Plus important, le monde en voie de développement a peu à craindre d'une panique soudaine déferlant sur Wall Street. Les taux d'intérêt nationaux américains sont si bas et la crainte d'un important déclin supplémentaire du dollar si grande qu'il est quasiment impossible d'envisager un retrait soudain du capital des pays en voie de développement au profit du noyau post-industriel. Ainsi, il est peu probable que 2004 répète l'exode de capitaux qui a frappé le Mexique en 1995 ou l'Asie de l'est en 1997-1998. Si l'hystérie gagne les marchés des capitaux mondiaux, il est bien plus probable qu'elle se manifeste sous la forme d'un exode des capitaux fuyant les Etats-Unis.

Toutefois, les tendances sur le long terme sont plus importantes que les cycles sur le court terme. La croissance de la productivité annuelle du travail aux Etats-Unis s'est accélérée progressivement au cours des 30 dernières années, passant de 1,2 % entre le milieu des années 1970 et le milieu des années 1990 à 4,2 % depuis 2000. La mesure dans laquelle le deuxième bond de la croissance de la productivité se maintiendra demeure incertaine, mais on peut parier avec certitude qu'une partie de ce bond connaîtra une activité soutenue.

La question la plus étrange est celle-ci : quand la croissance rapide de la productivité américaine induite par les technologies de l'information touchera-t-elle les autres pays riches ? Nous ne le savons pas, mais nous savons que cela sera. De même, nous ne savons pas à quelle date le commerce mondial des services de l'information (tels que le traitement des formulaires, la comptabilité et le service à la clientèle) connaîtra réellement une forte progression en raison de l'avènement d'Internet et du câble à fibres optiques.
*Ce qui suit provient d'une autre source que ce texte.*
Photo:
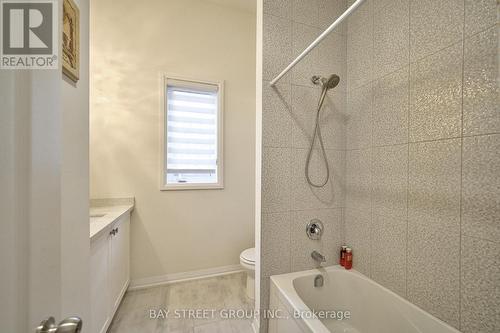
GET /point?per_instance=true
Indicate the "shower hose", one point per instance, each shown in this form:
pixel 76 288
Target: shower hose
pixel 317 133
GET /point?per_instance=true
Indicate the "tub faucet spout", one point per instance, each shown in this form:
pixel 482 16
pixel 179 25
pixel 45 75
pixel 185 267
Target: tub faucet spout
pixel 318 257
Mais nous savons que tout comme la croissance de la fin du 19 e siècle en matière de commerce des produits de première nécessité alimenté par les navires à vapeur de haute mer à coque en fer et le télégraphe sous-marin, cela sera.

Il y a une leçon à retenir de tout ceci : les gouvernements, les entreprises, les investisseurs, les travailleurs et les parents du monde entier doivent commencer à parier sur les tendances sur le long terme qui ont émergé au cours de la dernière décennie. Ces paris ne rapporteront sans doute pas au cours de l'année à venir, ni dans les deux prochaines années, ou les trois prochaines. Mais ils commenceront certainement à rapporter dans les dix prochaines.

Karl Marx n'avait pas complètement tort lorsqu'il a écrit que les pays les plus industrialisés sont des miroirs dans lesquels le reste du monde peut voir son propre avenir. Le miroir constitué par les Etats-Unis montre qu'il est extrêmement avantageux de tirer profit des changements économiques rendus possibles par la révolution des technologies de l'information. Le problème pour les autres pays est de savoir comment y parvenir.